The Council has undoubtedly made Church matters more difficult. Those who seek mitigations in everything and express delight at the “progress and growing “maturity” as each barrier falls do not understand what the Fathers were concerned with. It was to direct into the secular world through the Church, which is a divine mystery, the mysterious ray of Trinitarian and crucified love, wholly and completely.

The Fathers addressed their teaching to a sinful world and to sinful Catholics. Sin makes for resistance to what Christ (and the Council) came to do.  

Human nature being what it is, we should perhaps look for some illustration to help us answer the question: why do most Catholics not witness to their faith in what is becoming a palpably more hostile environment?

Well we could look at the history of Nazi Germany for some instruction. With the rise of Nazism (or in our case a hostile secular culture), few people stood up against it.
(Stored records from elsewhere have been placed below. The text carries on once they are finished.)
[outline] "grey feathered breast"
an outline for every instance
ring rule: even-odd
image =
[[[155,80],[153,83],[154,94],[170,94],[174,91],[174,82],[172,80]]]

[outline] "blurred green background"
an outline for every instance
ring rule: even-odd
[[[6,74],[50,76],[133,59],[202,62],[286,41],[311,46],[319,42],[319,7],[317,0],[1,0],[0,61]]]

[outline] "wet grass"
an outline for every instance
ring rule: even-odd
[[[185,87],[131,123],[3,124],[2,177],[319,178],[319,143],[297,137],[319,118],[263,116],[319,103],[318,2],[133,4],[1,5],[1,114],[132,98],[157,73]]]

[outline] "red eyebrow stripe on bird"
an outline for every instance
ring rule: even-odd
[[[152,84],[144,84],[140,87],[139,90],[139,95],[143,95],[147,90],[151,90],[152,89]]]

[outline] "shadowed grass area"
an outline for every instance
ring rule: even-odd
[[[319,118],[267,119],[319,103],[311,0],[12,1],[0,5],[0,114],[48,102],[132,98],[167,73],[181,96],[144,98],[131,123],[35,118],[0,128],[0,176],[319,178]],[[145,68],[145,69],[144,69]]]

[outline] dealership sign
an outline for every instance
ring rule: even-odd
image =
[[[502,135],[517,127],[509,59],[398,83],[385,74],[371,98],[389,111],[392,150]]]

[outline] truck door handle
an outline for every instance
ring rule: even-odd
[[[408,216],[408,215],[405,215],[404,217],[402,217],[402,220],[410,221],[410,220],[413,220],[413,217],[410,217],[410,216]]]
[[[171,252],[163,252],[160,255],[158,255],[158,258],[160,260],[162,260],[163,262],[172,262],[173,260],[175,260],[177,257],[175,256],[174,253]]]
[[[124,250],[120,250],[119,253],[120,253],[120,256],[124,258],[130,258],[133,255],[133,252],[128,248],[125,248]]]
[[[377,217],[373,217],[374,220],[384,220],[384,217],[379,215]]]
Most turned a blind eye, being either bullied or bought off by some trifle And the rest actively cooperated with the evil in all of its forms. (If you think that Nazi Germany is too strong a parallel, we are killing 3000 people a day in this country and doing little to stop it.)

The materialism and the paganism of the Nazi’s, even before the war, drenched the most sophisticated people in Europe in hatred and inhumanity. There but for the grace of God go we. I think that there is a reason why the history keeps being placed before us. We ought to appreciate the magnitude of what lies before us.

As we can see from the life of Christ, actually being Catholic is going to be difficult.